Vergessen

Leise knistern die Schaumbläschen, sonst ist alles still. Sie versucht, ganz still zu liegen und flach zu atmen, als wäre sie gar nicht da. Zuerst hatte sie sich in die leere Badewanne gelegt, die glatte, kalte Oberfläche gespürt und sich gefragt, wie lange es dauern würde, bis ihr Körper vollständig verwest wäre und ob ihre Knochen wohl aussähen wie Emaille, wenn man sie dann mit Badreiniger polierte.

Als dieser Gedanke sich verhakte und im Kreis lief, hatte sie das kalte Wasser aufgedreht. Erst hatte sie überhaupt nichts gespürt, nur zugesehen, wie der Wasserspiegel langsam ihre Oberschenkel emporkroch. Langsam, heimtückisch. Sie lag da und konnte sich nicht wehren, vergaß die Hand zu heben, vergaß daß sie den Hahn abdrehen konnte. Dann, ganz allmählich, war die Kälte in sie eingedrungen und hatte sie wieder zu Bewußtsein gebracht. Bilder kehrten zurück, drangen durch die geschlossenen Lider und bohrten Löcher in ihre Apathie. Feuchtes Laub. Schatten. Gleichgültiger Mond. Geräusche hämmerten auf ihr Trommelfell – doch bestimmt, sie waren real. Keuchen. Ein Auto. Flüche.

Mit zwei plötzlichen Handbewegungen, die nicht bewußt gesteuert waren und ihr auch nicht bewußt wurden, drehte sie das kalte Wasser ab und das heiße auf. Binnen Sekunden fühlte sie den kochenden Strahl auf ihrer Hand, die wegzuziehen sie sich zu schwach fühlte. Sie sah den Hof um den Mond und spürte, wie er sich in ihr Badewasser senkte, eine warme Strömung, die sich schleichend ausbreitete. Nun drang die Wärme in sie ein, doch war ihr unwohl dabei. Sie hatte das Gefühl, nichts mehr kontrollieren zu können. Lange lag sie so da in unaussprechlicher Angst, sie zu bewegen oder auch nur zu atmen. Sie spürte die Klinge an ihrem Hals, spürte mit jedem Haben ihres Brustkorbs den feinen Stahl sich millimeterweise auf- und abbewegen – oder schnitt er gar schon durch ihre Haut?

Mittlerweile standen Dampfschwaden im Raum, sie rang um Atem. Sie drehte das Wasser ab und spürte nun, daß das Wasser ihre Kehle umfaßte. Keine Klinge. Wäre Ertrinken wohl ein schlimmer Tod?
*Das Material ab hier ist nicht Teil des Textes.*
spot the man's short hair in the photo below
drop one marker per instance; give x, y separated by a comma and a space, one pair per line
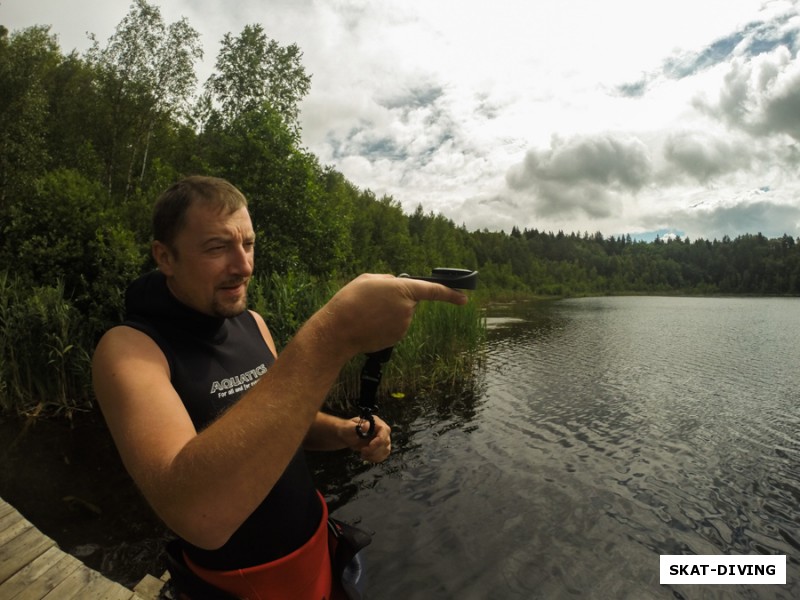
169, 213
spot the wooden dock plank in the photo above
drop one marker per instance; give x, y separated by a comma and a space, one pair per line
40, 576
86, 583
12, 526
24, 548
33, 567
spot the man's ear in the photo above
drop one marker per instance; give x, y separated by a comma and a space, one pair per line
163, 256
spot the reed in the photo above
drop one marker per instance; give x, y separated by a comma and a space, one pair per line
46, 344
44, 351
440, 354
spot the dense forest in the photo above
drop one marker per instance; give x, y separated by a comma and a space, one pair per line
87, 142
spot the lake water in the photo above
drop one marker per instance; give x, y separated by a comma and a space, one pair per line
603, 433
608, 431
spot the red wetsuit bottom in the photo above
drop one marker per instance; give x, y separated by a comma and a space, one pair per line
305, 574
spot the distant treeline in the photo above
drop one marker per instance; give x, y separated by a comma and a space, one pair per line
87, 143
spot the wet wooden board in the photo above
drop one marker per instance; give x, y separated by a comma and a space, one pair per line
33, 567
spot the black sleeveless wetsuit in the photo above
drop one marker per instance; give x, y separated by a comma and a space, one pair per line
212, 362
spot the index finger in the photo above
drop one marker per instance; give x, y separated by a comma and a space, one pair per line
425, 290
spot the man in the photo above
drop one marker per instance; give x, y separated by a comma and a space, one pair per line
210, 423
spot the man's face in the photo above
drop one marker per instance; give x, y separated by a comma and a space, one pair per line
211, 261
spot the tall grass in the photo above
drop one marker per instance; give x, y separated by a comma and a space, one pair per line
439, 354
46, 344
440, 351
44, 350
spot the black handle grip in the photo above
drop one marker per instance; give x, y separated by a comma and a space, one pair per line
460, 279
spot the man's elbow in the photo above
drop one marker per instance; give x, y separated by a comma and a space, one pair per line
201, 530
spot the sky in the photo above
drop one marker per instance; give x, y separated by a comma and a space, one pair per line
619, 117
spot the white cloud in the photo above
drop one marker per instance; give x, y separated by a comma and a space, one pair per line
608, 116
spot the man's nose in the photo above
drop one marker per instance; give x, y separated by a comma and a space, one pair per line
242, 261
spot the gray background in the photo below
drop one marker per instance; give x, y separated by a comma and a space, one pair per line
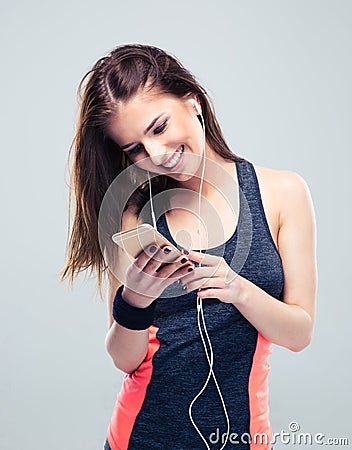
279, 73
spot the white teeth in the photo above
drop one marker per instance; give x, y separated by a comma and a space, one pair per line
174, 160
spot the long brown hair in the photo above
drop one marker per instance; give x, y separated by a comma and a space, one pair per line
97, 160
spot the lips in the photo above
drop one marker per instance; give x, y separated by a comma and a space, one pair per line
178, 150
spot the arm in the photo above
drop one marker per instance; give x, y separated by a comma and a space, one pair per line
288, 323
127, 348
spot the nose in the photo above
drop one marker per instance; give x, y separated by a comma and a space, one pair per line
157, 152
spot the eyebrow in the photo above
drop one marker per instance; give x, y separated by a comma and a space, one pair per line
145, 132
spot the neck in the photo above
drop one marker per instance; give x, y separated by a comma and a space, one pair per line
215, 171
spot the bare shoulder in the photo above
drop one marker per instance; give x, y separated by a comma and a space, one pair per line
286, 188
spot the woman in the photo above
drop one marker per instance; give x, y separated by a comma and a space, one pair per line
143, 113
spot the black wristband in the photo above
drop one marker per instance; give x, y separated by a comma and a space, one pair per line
130, 316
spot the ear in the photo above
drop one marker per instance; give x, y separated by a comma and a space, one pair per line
196, 105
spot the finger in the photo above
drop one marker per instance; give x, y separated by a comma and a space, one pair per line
179, 268
145, 256
203, 273
209, 293
203, 258
201, 284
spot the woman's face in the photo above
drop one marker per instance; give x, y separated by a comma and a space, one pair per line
160, 133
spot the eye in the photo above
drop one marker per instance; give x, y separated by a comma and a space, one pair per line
160, 128
135, 149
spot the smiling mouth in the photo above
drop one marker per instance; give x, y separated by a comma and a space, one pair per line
171, 162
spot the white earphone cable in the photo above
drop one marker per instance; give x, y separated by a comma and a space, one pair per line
200, 318
200, 315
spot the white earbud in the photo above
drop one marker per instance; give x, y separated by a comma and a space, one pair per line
196, 106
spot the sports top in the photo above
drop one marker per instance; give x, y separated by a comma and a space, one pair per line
151, 411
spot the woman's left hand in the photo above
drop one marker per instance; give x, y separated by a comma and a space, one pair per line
215, 277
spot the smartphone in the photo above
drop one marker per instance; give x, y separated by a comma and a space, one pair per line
139, 239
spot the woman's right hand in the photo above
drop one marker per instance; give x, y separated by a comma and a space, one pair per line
144, 283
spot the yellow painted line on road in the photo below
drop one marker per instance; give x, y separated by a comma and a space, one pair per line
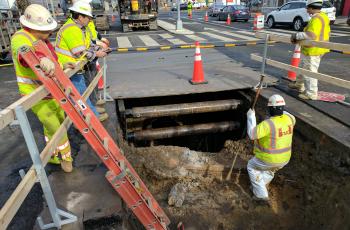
123, 49
165, 47
230, 45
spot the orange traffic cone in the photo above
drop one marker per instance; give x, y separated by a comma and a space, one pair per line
228, 21
100, 83
294, 62
198, 73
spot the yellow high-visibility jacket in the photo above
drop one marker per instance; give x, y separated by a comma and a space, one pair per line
71, 41
273, 139
26, 79
317, 29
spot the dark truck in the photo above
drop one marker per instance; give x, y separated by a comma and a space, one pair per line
138, 14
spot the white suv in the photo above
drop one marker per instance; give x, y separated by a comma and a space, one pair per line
294, 13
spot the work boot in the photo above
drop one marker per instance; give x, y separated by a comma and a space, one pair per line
54, 160
307, 97
100, 102
100, 110
67, 166
300, 88
103, 117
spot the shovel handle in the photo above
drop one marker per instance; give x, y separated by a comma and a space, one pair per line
258, 91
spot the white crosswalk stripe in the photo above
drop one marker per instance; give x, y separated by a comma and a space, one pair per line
222, 38
148, 40
233, 34
176, 41
123, 42
166, 36
195, 38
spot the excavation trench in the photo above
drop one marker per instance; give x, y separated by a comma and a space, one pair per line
308, 193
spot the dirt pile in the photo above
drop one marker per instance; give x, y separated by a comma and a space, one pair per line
209, 201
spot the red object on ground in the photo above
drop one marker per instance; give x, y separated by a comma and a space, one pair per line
330, 97
206, 19
198, 73
100, 83
294, 62
228, 21
121, 175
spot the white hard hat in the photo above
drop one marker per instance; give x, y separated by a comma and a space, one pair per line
82, 7
276, 100
314, 2
37, 17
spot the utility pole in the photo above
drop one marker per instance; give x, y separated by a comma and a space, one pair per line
178, 22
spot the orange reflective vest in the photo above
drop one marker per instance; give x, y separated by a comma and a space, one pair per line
273, 139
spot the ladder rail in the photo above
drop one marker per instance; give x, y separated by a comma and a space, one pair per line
122, 175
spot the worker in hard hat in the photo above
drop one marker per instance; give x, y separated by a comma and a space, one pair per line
272, 145
317, 29
73, 44
38, 24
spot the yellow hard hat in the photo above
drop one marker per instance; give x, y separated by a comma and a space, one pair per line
37, 17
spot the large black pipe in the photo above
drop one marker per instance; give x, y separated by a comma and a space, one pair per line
185, 130
184, 108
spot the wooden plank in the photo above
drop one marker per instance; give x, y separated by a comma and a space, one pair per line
7, 115
10, 208
286, 39
322, 77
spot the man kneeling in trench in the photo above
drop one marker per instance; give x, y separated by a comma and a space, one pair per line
272, 145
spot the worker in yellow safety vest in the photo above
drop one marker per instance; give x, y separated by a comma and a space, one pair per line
73, 44
38, 24
317, 29
189, 8
272, 145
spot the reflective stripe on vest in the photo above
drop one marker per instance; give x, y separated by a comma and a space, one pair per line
272, 148
276, 146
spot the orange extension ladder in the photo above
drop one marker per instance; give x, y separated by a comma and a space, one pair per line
121, 174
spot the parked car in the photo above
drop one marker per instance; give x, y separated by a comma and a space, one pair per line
183, 6
214, 9
237, 12
294, 14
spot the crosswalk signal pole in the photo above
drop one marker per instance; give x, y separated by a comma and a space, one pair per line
178, 22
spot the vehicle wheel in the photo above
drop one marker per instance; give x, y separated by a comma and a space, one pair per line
298, 24
270, 22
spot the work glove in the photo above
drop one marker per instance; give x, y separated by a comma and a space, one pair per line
69, 65
293, 38
47, 66
105, 40
101, 53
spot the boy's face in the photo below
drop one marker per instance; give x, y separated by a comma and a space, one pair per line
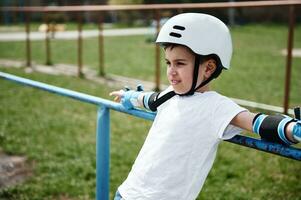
180, 64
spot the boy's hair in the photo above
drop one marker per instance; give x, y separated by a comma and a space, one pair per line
203, 58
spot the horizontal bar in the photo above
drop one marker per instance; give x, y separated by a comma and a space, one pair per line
274, 148
151, 6
78, 96
285, 151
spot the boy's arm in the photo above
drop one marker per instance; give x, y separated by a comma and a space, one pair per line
274, 128
138, 98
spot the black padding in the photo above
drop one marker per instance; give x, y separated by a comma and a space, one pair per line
269, 128
155, 101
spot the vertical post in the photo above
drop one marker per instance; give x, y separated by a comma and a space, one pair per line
290, 41
103, 153
157, 54
100, 45
47, 41
28, 48
79, 46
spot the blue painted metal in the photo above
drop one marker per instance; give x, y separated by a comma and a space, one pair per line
103, 131
274, 148
78, 96
103, 153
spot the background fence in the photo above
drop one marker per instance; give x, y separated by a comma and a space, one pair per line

Immerhin – ein freiwilliger Tod konnte kaum schlimmer sein als ein aufgezwungener. Sie probierte es, ließ ihren Kopf unter Wasser rutschen, zählte bis fünfzig und öffnete den Mund...

Hustend tauchte sie wieder auf. Jetzt war alles völlig klar. Entschlossen schraubte sie den Verschluß von der Flasche Badeschaum und goß den Inhalt restlos ins Wasser. Dann planschte sie so lange mit den Handflächen auf die Wasseroberfläche, bis sich ein Berg Schaum vor ihr auftürmte. Sie versuchte, den ganzen weißen Haufen auf einmal zu umarmen, spritzte weiße Flocken an die Wand, formte Schaumbällchen und zog die weißen Bläschenwolken zwischen den Handflächen zu langen Stegen auseinander. Als ihr das langweilig wurde, versuchte sie, aus dem Schaum die Luft herauszudrücken. Alle Blasen sollten zerplatzen. Doch auch diese Idee mußte sie aufgeben. Schließlich ließ sie sich erschöpft zurückfallen und trommelte noch eine Weile mit den Handflächen auf dem Wasser eine getragenen Rhythmus.

Jetzt liegt sie still. Die Schaumbläschen haben aufgegeben und zerplatzen ganz von selbst. Das Geräusch der Stille. Sie hört ihren Atem nicht mehr. Endlich Ruhe. Endlich Frieden. Morgen würde sie zwei Tests machen müssen.